The survey is done in several waste fields outside the fifth ring of Beijing. People who live there manage their work and life in extremely limited space. We also found that waste recycling plants and landfills are only part of the waste recycling circulation. The number of people who participate in the waste picking and sorting process is far beyond our imagination. They make huge contribution to the city in their humble way. It is impossible for our city to function normally if this informal sector recycling is missing.
Collaborating with a graphic designer, we are trying to visualize the living and working condition of waste pickers through a series of illustration. Reclaimed cardboard which plays an important role in waste recycling is adopted here as facade material and model display.
Blind people: their living pattern and image of city
Another pavilion from Tianhua is called “Dark House” which is designed for blind people. Different from two other groups, they are socially marginalized due to physical disability. We present two exhibits in the pavilion which can be interpreted as different ways to explore the boundary between the blind and the normal and also the possibility to blur it.
One of exhibits is about materializing the “mind map” of blind people.With the help of architects, blind people transferred their image of the city into physical models. And from those models we can learn about how their positioning system work and how they build up the city image in mind. Apart from visual perception, they are using all the other possible senses to construct the world, i.e., estimating the height of buildings by wind speed, estimating the width of street by sound. The boundary set by vision disability is not unbreakable as it seems.
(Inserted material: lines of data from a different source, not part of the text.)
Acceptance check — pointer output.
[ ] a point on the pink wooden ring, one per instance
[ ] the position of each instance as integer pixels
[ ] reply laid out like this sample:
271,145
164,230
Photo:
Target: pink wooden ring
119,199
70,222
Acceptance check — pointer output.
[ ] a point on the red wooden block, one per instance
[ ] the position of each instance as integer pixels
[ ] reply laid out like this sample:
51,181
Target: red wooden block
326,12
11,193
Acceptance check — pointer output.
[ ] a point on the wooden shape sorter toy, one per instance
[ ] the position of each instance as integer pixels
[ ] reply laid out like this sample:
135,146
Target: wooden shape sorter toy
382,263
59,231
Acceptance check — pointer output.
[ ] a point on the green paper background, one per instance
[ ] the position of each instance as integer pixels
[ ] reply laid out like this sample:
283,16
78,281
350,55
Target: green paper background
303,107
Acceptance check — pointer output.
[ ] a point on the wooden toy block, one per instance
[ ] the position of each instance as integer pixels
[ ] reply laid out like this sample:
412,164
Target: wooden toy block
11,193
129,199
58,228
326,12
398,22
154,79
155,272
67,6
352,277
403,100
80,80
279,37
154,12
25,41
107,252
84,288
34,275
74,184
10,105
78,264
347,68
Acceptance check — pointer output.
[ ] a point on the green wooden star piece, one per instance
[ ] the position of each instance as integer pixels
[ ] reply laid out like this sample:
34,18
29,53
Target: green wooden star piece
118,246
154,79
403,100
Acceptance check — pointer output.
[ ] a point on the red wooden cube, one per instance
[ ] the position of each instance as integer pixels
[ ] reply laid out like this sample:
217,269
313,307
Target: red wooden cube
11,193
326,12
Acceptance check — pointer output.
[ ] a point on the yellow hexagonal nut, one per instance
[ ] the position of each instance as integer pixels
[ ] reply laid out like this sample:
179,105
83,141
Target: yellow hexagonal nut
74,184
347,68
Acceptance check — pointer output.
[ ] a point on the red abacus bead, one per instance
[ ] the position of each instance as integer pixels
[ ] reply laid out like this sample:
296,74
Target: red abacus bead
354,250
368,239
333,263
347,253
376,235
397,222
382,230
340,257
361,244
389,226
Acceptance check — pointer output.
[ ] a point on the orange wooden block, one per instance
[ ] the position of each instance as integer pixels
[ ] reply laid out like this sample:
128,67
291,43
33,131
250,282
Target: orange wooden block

Another installation is a darkroom. After entering the darkroom, visitors will find a narrow passage which is only possible for a single person to pass. In this dark journey, a story of guide dogs is played simultaneously. The idea comes from a non-profit organization in Beijing called “Cinema for the blind”. By describing the film, cinema for the blind allows blind people to imagine film scenarios and construct the plot by themselves. At the end of the passage, visitors will encounter a screen which plays the story they just heard but soundlessly. The experience of separated visual and sound perception will reconstruct the boundary and connection between sight and hearing.
The darkroom is the result of our numerous interviews with blind people. Much to our surprise, they are active online, read newspaper and love football games. They do not live in dark as stereotyped. They enjoy life just as us.